We’re extremely ambitious - our goal is to have Hotjar installed on 10 million sites. Having such a bold vision whilst taking a freemium approach presents huge technical challenges. How does an engineering team build a platform that can handle hundreds of millions of requests per day knowing that the majority of that traffic is coming from free users? Early on, we knew the key was to do things differently and focus on building a platform that can scale.
So just how much data and traffic are we dealing with?
As of writing this blog post, Hotjar has been installed on 151,036 sites. Over the past few days, we had an average of 525million requests to our script per day. That’s 21,875,000per hour. And 364,583per minute. Our databases contain 37.25TB of data and grow by around 5GBper day. We write 1,500 requests to the database per second.
Keeping up with this scale requires a level of infrastructure optimization that you would never normally need. At Hotjar, engineers have a unique opportunity to work on a product that reaches millions.

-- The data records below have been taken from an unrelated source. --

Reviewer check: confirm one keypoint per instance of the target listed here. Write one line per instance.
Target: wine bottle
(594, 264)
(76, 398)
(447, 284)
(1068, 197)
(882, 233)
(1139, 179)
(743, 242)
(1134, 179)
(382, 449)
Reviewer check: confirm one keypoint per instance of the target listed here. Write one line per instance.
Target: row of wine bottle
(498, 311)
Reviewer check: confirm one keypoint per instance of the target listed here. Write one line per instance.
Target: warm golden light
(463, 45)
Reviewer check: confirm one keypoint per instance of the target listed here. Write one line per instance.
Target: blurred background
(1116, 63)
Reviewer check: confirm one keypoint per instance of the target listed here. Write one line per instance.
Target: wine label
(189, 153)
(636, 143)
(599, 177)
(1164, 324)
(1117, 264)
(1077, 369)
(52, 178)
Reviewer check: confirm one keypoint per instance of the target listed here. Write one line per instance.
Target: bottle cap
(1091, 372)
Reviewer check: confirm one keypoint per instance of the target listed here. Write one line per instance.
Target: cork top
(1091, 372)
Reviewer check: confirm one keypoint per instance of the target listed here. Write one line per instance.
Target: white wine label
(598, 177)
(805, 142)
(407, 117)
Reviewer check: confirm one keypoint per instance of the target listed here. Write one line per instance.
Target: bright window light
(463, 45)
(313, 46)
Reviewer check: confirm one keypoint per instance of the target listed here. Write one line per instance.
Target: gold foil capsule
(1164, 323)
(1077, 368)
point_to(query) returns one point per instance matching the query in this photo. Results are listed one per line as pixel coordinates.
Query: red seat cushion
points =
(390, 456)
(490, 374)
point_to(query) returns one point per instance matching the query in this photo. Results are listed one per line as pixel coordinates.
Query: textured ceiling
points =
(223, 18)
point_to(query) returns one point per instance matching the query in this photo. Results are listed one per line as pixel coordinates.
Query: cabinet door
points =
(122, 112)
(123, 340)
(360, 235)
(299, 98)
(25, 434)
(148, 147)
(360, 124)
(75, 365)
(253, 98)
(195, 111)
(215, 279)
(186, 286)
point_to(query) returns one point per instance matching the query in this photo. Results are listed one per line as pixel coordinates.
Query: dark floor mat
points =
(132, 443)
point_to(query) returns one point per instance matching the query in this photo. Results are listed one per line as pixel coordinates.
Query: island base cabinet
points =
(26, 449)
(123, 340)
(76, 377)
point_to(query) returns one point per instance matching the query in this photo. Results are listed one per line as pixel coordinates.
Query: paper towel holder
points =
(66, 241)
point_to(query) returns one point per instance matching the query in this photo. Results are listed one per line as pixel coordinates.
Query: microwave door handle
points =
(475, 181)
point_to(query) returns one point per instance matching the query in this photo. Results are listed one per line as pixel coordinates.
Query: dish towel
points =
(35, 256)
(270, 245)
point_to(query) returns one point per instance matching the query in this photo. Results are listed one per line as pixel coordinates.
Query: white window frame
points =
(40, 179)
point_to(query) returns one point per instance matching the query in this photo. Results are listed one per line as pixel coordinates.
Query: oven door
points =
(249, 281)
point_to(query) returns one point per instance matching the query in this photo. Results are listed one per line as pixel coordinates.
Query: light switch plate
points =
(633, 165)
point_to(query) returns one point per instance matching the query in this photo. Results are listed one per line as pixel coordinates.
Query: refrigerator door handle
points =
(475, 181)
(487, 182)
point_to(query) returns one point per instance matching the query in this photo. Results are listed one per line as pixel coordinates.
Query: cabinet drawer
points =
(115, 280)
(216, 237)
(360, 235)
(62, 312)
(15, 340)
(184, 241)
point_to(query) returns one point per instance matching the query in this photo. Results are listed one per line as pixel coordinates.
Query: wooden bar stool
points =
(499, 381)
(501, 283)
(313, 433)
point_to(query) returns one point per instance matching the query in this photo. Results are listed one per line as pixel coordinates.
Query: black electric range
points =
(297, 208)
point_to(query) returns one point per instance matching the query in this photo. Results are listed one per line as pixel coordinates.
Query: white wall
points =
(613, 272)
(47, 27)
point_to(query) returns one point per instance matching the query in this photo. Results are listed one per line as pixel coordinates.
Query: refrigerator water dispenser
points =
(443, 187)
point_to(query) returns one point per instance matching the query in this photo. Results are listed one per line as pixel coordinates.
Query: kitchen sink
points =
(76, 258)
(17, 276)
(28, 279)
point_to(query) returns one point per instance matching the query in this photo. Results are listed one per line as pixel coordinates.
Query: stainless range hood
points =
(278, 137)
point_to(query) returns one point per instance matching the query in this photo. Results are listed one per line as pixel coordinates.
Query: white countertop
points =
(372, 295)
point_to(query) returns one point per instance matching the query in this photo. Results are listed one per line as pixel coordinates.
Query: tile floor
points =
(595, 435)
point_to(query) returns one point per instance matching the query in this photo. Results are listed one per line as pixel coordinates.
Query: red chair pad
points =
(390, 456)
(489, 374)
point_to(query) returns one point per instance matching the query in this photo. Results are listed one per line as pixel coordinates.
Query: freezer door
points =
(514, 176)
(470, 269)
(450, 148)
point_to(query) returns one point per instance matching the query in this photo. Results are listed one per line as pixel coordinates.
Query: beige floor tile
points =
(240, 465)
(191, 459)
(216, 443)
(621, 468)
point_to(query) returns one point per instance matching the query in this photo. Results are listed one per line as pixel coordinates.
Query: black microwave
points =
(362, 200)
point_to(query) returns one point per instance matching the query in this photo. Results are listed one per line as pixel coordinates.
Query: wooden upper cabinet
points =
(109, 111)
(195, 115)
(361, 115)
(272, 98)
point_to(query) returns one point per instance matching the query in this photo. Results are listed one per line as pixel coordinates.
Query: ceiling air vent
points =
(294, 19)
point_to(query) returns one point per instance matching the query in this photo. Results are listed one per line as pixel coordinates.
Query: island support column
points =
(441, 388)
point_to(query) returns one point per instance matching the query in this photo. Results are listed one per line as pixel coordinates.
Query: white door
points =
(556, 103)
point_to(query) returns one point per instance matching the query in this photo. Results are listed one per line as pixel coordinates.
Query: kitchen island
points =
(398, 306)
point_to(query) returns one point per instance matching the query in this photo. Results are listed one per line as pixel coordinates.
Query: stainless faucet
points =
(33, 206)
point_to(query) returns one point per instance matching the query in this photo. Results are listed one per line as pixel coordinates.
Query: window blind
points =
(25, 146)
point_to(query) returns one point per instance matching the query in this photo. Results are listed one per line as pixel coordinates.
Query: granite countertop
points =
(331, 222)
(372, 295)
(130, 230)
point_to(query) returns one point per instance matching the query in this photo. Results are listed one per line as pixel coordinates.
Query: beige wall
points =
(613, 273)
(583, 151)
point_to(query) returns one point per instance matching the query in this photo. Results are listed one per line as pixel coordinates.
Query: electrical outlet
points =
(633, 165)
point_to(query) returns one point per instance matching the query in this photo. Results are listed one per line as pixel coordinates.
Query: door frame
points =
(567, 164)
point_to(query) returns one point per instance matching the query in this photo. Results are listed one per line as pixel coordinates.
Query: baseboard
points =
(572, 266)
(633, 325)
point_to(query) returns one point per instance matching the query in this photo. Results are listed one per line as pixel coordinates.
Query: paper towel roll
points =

The challenges we face are endless, but the feeling of satisfaction we get when something we’ve built works exactly as we planned it to, for so many users, is absolutely priceless.
Tech Architecture V1
Believe it or not, since we first launched Hotjar just over 2 years ago, the core technologies we use haven’t really changed. Our back-end was built in Python, our front-end was built in AngularJS and we chose PostgreSQL as our primary database.
Here’s what our architecture looked like when we first started:
Looks simple, right? This setup had 2 instances behind a load balancer and PostgreSQL as a database. We also used NewRelic for performance management and monitoring. Early on, this architecture was perfect for us - it allowed us to scale horizontally while we tested the product with our beta users.
Although this initial setup has continued to work well as we scaled, we have had to make a number of changes to our tech infrastructure as well as added a few new technologies to our stack to be able to cope with the increasing amount of traffic.
Fast Forward 2 Years: Our Current Tech Architecture
Since launching the very first version of Hotjar, our tech architecture has evolved considerably. We've added much more monitoring and logging, started using different data stores and have been continually optimizing various parts of the existing setup. Here's what it looks like now:
We now have 8 app servers sitting behind the Amazon ELB load balancer.
We monitor server performance using NewRelic.
We monitor real-time operations and get performance analytics from Librato.
We use StatusCake and VictorOps to notify us whenever something goes wrong.
We send events to Intercom and Mixpanel for our marketing team to use.
We use three types of persistent data storage: PostgreSQL, S3 and Elasticsearch.
We use Lua to process incoming data.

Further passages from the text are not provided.